A LETTER TO THE ICEMAN

Family is all we have in the end

Sometimes I wonder if you remember the long grass on those Sunday mornings; if you remember my tricorn hat and the smell of the earth. Those times we would share together before I grew too old and you grew too distant and we were both cold. Sometimes it's easy to forget we are brothers, don't you find? The detachment is a reminder.

Of course you remember those times. I know that you do. But I know you believe I don't, that I pushed it from my mind and never wanted to remember.

In all honesty I tried. When I was a teenager and you had found your feet in your new job working for the government. Weren't we all so proud? I was still stuck in that expensive school, surrounded by people who wanted nothing more than to bury me beneath the ground I walked. This was your fault.

You left me alone in that old house. I brought home broken teeth and bruises but never told. Every day I walked tightropes; sometimes they were headed towards the sun, sometimes they were headed nowhere at all.

But I do remember those Sunday mornings. Those mornings we would sit in the long grass and I was a pirate and you would tell me stories. I think if you asked me I could recite every tale you ever told me down at the bottom of the garden.

Petrichor. Do you remember? You taught me that word as we sat at the bottom of the garden and it rained. My knees sank into the soft mud. You balanced the large umbrella over the two of us and we were caught for just a moment in the smell of the rain. We were unstuck in time. We were the only two left in the world. And for a second I didn't mind. The thought of sharing this planet with only you did not disturb me. I can no longer recall that feeling.

You taught me to love words.

And I have loved them. I have battled with them and danced with them; waltzing and fencing. They carried me above the rooftops and led me beyond time.

In this theatre production of life I grew up hanging on the fraying strings, believing I needed to. You taught me how to cut them down. I feared I would fall into the mud below. You helped me tame my jarred movements, you guided me through. When you left I fell back in the mud. This was your fault.

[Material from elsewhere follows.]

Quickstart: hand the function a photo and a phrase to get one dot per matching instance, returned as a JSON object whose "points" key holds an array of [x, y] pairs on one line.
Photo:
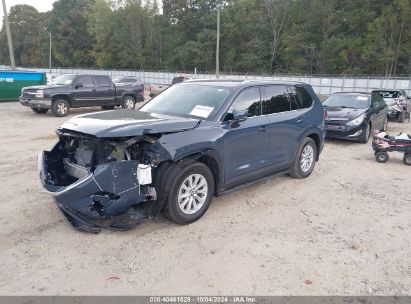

I lay in the mud, the grave of youth, and it rained and the rain filled the cracks in my skin.

A tree grew around your absence and I climbed it. When I reached the top I realised it was only a street lamp. The dull glow of the city. It lured me in with its poison. My veins welcomed new guests to their dark corridors; the sort of visitors who lurk in the doorways and the shadows waiting for you to make the first move, the kind who make no sound but smile when your back is turned, an isolated grin suspended in time. This was your fault.

I saw the bottom and I lay there and let it drink me in.

It would not swallow me whole. It waited as I fermented. It waited too long. A hand reached down. I floated slowly back up, resurfacing for air. The air was too fresh it nearly knocked me back down. But that hand still remained.

For a while I believed that it was your hand. I thought you had heard my endless silence whilst I crawled ever closer to the edge of the world. You don't need me to spell out for you that it was not. Was this your fault?

The hand caressed my broken skin, cradled my heart while I kissed the shattered parts of myself. Plasters feebly covered my wounds and scars but I couldn't find one big enough for your efforts. I nurtured my mind and felt the frost permeate my vessel; the frost I has learnt from you. And your head was turned. You found yourself lost in long grass and the echoes of two lost boys. Was that your reality? I think that was my fault.